The Linux system and many Linux based programs write their status messages into a log file. Read here about helpful commands under Linux to view and manage these files.

A typical area for the log files is in directory /var/log and in its sub-directories. By default the Apache HTTP web server stores its logs in directory /var/log/apache2.

There are many different logs available, depending on the software installed.

auth.log This log contains all login attempts, regardless if this attempt was directly on the server, via SSH or to get additional access by sudo.
As soon as your system is available in the internet, you can expect that you will find entries in this log file reporting unauthorized attempts to obtain access to your server.
systemlog Log of syslogd service.

View log files with Midnight Commander

When you have installed the file manager Midnight Commander (mc) on your system (Midnight Commander File Manager), you can use it to move into the directory, select the log file and press F3 to view the file. You can scroll up and down.

View log files with LESS

less is a text viewer that can be used to view log files, too.

Format to start less:

less <logfilename>


less /var/log/syslog

Use the arrow buttons to scroll up and down, and page up / page down to jump from page to page.

To exit less, just press q.

To search for a term enter slash followed by the search-term, i.e. /searchterm.

Then use n to jump to the next hit, or shift+n for the previous hit.

To search backwards use a question mark instead. That is: ?searchterm.

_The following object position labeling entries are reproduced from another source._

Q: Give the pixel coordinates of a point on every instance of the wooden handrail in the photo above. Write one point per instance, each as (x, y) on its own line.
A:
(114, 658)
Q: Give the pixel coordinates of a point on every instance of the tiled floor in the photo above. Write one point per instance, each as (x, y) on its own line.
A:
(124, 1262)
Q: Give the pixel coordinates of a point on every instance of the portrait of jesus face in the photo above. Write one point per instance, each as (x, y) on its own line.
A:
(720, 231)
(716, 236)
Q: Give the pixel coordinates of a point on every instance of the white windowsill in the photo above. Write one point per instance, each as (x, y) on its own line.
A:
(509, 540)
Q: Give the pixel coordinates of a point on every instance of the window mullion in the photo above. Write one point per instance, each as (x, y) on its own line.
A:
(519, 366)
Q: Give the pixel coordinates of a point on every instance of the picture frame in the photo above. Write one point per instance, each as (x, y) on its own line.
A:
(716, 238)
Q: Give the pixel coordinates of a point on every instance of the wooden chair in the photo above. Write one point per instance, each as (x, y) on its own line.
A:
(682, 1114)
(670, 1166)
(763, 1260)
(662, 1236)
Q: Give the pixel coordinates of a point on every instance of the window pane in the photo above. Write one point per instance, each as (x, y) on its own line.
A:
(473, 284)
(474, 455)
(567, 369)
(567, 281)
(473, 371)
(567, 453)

You can also "follow" the updates of the log file by enter Shift+F. The display will be updated as soon as a new entry is added to the log file. To stop the "follow"-mode press Ctrl+C.

Under Ubuntu less can also handle gzip compressed files. This is quite handy as typically log files are compressed after a few days (see section about LOGROTATE below).

View most current log file entries with TAIL

tail shows the last few lines of a text file. It becomes quite handy if you just want to see the most current entries.

Format to start tail:

tail <logfilename>


tail /var/log/syslog

The parameter -n followed by a number determines how many lines from (the end) of the file will be shown:

tail -n 20 /var/log/syslog

shows the last 20 lines. 

The parameter -f activates the "follow"-mode. It keeps tail active and shows the updates. When you combine parameters -f with -n 0 (i.e. 0 lines will be shown) only entries added to the log file after you started tail will be shown:

tail -f -n 0 /var/log/syslog

Enter Ctrl-C to end the follow mode.

Filter entries with GREP

grep is a comprehensive tool to filter text and consider specific expressions. grep can be used in combination with other programs using "pipe".

Example 1:

tail -f -n 0 /var/log/syslog | grep CRON

Waits and displays a log entry that contains the term CRON.


less /var/log/syslog | grep -E '(CRON|systemd)'

Uses less and shows all entries that contain CRON or systemd.

Log management with LOGROTATE

As many programs and services add their entries into log files, the system service logrotate manages these logs. Logrotate can be used to log, compress, or e-mail log files.

How logrotate manages the logs can easily be seen on the syslog example:

ls -al /var/log/syslog*

The first file syslog is the current syslog file. The file syslog.1 is the uncompressed previous version and the syslog.2.gz to syslog.7.gz are earlier syslog files from previous days. Older versions were deleted already.

This behaviour of logrotate is controlled by the files in directory  /etc/logrotate.d.